Company performance metrics (context for pay‑for‑performance culture overseen by directors):
| Metric (FY2024 AIP for NEOs) | Threshold | Target | Maximum | Actual Payout Factor Applied |
|---|---|---|---|---|
| Consolidated Direct Profit | $176.2M | $191.6M | $203.0M | 80% of target for this metric |
| Consolidated Adjusted EBITDA (AEBITDA) | $46.2M | $51.6M | $56.3M | 68% of target for this metric |
Say‑on‑pay signal: 98% support in 2024; Compensation Committee uses independent consultant (Aon), refreshes peer group, and maintains clawback and ownership policies.
Other Directorships & Interlocks
| Company | Role | Committee Roles | Interlocks/Conflicts |
|---|---|---|---|
| — | — | — | No current public company boards disclosed; no interlocks or related‑party transactions disclosed. |
Expertise & Qualifications
- Audit expertise: Designated audit committee financial expert; extensive CFO/COO background across distribution, packaging, and PE portfolio operations.
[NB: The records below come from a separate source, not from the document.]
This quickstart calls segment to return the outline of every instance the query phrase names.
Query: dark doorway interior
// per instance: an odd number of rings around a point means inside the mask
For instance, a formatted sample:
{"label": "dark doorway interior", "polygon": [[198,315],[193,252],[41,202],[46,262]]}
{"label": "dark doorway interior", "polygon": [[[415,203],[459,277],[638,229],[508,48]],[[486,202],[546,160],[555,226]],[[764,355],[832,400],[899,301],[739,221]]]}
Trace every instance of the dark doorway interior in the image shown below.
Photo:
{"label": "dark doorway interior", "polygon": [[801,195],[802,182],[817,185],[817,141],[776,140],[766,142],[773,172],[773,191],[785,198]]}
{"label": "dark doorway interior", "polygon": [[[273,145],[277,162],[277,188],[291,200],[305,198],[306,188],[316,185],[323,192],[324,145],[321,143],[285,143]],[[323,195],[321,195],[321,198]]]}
- Credentials: CPA, CMA, Certified Financial Accountant, CGMA, and Certified Forensic Accountant; NACD Directorship Certification.
- Education: B.S. Accounting; M.S. Business Economics (University of Nebraska at Omaha).
- Relevant domain: Media/technology familiarity and high‑growth company experience listed among Board skill matrices.
Equity Ownership
| Holder | Shares Beneficially Owned | % of Outstanding | Unvested RSUs (9/30/24) | Options Exercisable Within 60 Days of Record Date | RSUs Vesting Within 60 Days of Record Date |
|---|---|---|---|---|---|
| Amath Fall | 8,946 | <1% | 9,306 | 0 | 0 |
| Sources | |||||
Policy context:
- Director ownership guideline: 5× cash retainer within five years of appointment; directors are on track; hedging prohibited.
Governance Assessment
-
Strengths
- Independent Audit Chair with formal “financial expert” designation and deep CFO/operations background enhances financial reporting oversight and risk management.
- Solid engagement indicators: all directors met ≥75% attendance; Audit Committee met four times; oversight of related‑party transactions centralized in Audit.
- Director pay tilt to RSUs (100% equity in RSUs, no options) and 5× retainer ownership guideline promote alignment; hedging prohibited.
- Shareholder support: strong 2024 say‑on‑pay (98%) and robust compensation governance (independent consultant, clawback).
-
Watch items
- External time commitments: Serving as CFO of Artisan Design Group while chairing LQDT’s Audit Committee warrants periodic monitoring for capacity but no conflicts are disclosed.
- Ownership depth: Beneficial ownership is modest (<1% individually), though policy‑driven RSUs and ownership guidelines help address alignment over time.
No related‑party transactions involving Mr. Fall were disclosed for FY2024, and none were proposed; Audit Committee retains approval authority.